Fixing a (likely) bug in `MapFusion`. #1673

pratyai · 2024-10-04T13:22:09Z

When checking for the "array usage" criteria that can prevent map-fusion, check only within the current state. Otherwise, any "use" of the array globally (i.e., in the entire SDFG) will cancel the fusion.

tbennun · 2024-10-05T01:32:58Z

This should not be the correct behavior. Eliminating an access node that corresponds to a data container has to be done safely: if a data container is used in another state (via an access node with the same name), its memory must be preserved because it can be reused in a subsequent read (which is a case that happens often when conserving memory). If you want map fusion to work, you would need to use a unique array name that can be removed, or rename arrays that you know they will be overwritten later.

Checking the SDFG for other instances of the access node is the correct way to check for a safe removal of an access node:

>>> sdfg = dace.SDFG('test')
>>> state = sdfg.add_state()
>>> state2 = sdfg.add_state_after(state)
>>> state.add_access('A')
>>> state2.add_access('A')
# Checking access nodes:
>>> state.data_nodes()
[AccessNode (A)]
>>> sdfg.data_nodes()
[AccessNode (A), AccessNode (A)]

pratyai · 2024-10-05T19:50:31Z

I see that my test case (of applying fusion twice) has this problem: the corresponding transient access nodes in two copies have the same name. I was assuming that the transient access nodes are scoped only within the state, and states cannot rely on other states' transient access nodes.
Just to confirm, must the transient access nodes have globally unique names?

Even then, I think that MapFusion's current way sometimes unnecessarily chooses to avoid the fusion. Could we just not remove such access nodes and just proceed with the fusion where both versions would produce identical output? In other words, what if we allow the fusion without any access-node-removal, and then remove any redundant transient nodes?

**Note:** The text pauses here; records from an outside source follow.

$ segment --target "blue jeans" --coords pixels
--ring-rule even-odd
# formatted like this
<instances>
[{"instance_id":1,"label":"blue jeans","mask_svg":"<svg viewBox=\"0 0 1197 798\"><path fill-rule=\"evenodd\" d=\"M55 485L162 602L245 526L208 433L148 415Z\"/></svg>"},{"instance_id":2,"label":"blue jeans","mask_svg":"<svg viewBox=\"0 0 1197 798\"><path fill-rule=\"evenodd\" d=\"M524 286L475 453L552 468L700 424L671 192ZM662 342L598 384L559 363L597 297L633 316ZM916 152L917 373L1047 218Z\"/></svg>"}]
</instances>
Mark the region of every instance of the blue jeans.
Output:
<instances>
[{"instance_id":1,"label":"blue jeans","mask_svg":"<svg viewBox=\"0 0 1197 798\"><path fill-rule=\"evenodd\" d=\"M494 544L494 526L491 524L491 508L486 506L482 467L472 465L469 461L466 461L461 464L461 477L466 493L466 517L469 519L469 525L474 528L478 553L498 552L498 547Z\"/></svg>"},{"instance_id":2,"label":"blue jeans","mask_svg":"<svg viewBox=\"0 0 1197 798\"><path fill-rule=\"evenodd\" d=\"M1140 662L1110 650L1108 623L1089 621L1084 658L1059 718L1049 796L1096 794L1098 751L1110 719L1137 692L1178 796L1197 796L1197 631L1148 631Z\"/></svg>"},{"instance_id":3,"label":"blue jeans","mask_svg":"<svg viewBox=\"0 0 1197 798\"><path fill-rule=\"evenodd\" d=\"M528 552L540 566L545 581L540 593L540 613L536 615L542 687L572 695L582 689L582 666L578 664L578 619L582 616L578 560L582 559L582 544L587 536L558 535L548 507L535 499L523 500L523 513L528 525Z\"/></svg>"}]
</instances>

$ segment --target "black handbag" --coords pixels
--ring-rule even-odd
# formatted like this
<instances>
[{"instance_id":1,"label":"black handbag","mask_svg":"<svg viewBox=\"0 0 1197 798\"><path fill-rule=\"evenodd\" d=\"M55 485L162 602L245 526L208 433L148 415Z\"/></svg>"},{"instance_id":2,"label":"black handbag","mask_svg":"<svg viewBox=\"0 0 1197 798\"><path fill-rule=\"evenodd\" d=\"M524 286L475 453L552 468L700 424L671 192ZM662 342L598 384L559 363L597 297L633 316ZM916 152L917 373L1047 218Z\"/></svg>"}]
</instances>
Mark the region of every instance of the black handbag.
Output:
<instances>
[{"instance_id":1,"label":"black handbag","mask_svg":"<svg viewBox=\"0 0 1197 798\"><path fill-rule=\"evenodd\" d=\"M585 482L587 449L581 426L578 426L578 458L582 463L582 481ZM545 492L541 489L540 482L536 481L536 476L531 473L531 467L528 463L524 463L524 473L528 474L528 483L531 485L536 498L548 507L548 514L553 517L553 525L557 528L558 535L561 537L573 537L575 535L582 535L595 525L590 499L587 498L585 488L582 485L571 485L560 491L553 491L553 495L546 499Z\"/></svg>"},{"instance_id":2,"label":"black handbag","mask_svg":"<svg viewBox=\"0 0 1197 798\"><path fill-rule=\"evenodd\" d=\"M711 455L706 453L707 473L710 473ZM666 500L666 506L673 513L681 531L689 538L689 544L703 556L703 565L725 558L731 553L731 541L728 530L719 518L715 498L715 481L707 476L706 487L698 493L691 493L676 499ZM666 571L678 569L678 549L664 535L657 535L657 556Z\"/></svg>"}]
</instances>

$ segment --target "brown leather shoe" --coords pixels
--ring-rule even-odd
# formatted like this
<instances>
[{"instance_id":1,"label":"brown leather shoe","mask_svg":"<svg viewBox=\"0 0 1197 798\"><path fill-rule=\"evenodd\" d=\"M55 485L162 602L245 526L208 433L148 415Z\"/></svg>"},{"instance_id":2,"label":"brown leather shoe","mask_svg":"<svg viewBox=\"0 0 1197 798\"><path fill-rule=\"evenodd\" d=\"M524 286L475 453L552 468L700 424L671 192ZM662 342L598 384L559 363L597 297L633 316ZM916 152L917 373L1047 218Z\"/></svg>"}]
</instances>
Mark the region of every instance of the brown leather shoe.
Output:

[ By the way, I've been looking at this since only very recently, so chances are that I have some misunderstanding about access nodes. Apologies in advance, if that's indeed the case here. ]

pratyai · 2024-10-07T10:22:10Z

I've come up with the following example to demonstrate. I want the MapFusion to work on the following graph:

def f4():  
    g = dace.SDFG('f4')  
    g.add_array('A', [10], dace.float32)  
    g.add_array('B', [10], dace.float32)  
  
    st0 = g.add_state('st0')  
    # First map  
    wA_e, wA_x = st0.add_map('st0_wA', {'i': f"0:10"})  
    op0 = st0.add_tasklet('set_1', {}, {'Ai_out'}, 'Ai_out = 1')  
    st0.add_memlet_path(wA_e, op0, memlet=dace.Memlet())  
    wA = st0.add_write('A')  
    st0.add_memlet_path(op0, wA_x, wA, src_conn='Ai_out', memlet=dace.Memlet(data='A', subset='i'))  
    # Second map  
    wB_e, wB_x = st0.add_map('st0_wB', {'i': f"0:10"})  
    op1 = st0.add_tasklet('set_B', {'Ai_in'}, {'Bi_out'}, 'Bi_out = Ai_in')  
    st0.add_memlet_path(wA, wB_e, op1, dst_conn='Ai_in', memlet=dace.Memlet(data='A', subset='i'))  
    wB = st0.add_write('B')  
    st0.add_memlet_path(op1, wB_x, wB, src_conn='Bi_out', memlet=dace.Memlet(data='B', subset='i'))  
  
    st1 = g.add_state_after(st0, 'st1')  
    # First map  
    wA_e, wA_x = st1.add_map('st1_wA', {'i': f"0:10"})  
    op2 = st1.add_tasklet('set_2', {}, {'Ai_out'}, 'Ai_out = 2')  
    st1.add_memlet_path(wA_e, op2, memlet=dace.Memlet())  
    wA = st1.add_write('A')  
    st1.add_memlet_path(op2, wA_x, wA, src_conn='Ai_out', memlet=dace.Memlet(data='A', subset='i'))  
    g.validate()  
    return g

Which produces this SDFG:

This SDFG currently does not allow fusion inside state#1, since state#2 also contains an access to A. However, I would like to transform it to:

I claim that:

Fusion should not remove the access node A from state#1.
State#2 can only rely on the data in A after state#1 has completed in entirety. So, the fusion should still produce the same data in A and B at the end of state#1, but should be allowed to transform computation within it.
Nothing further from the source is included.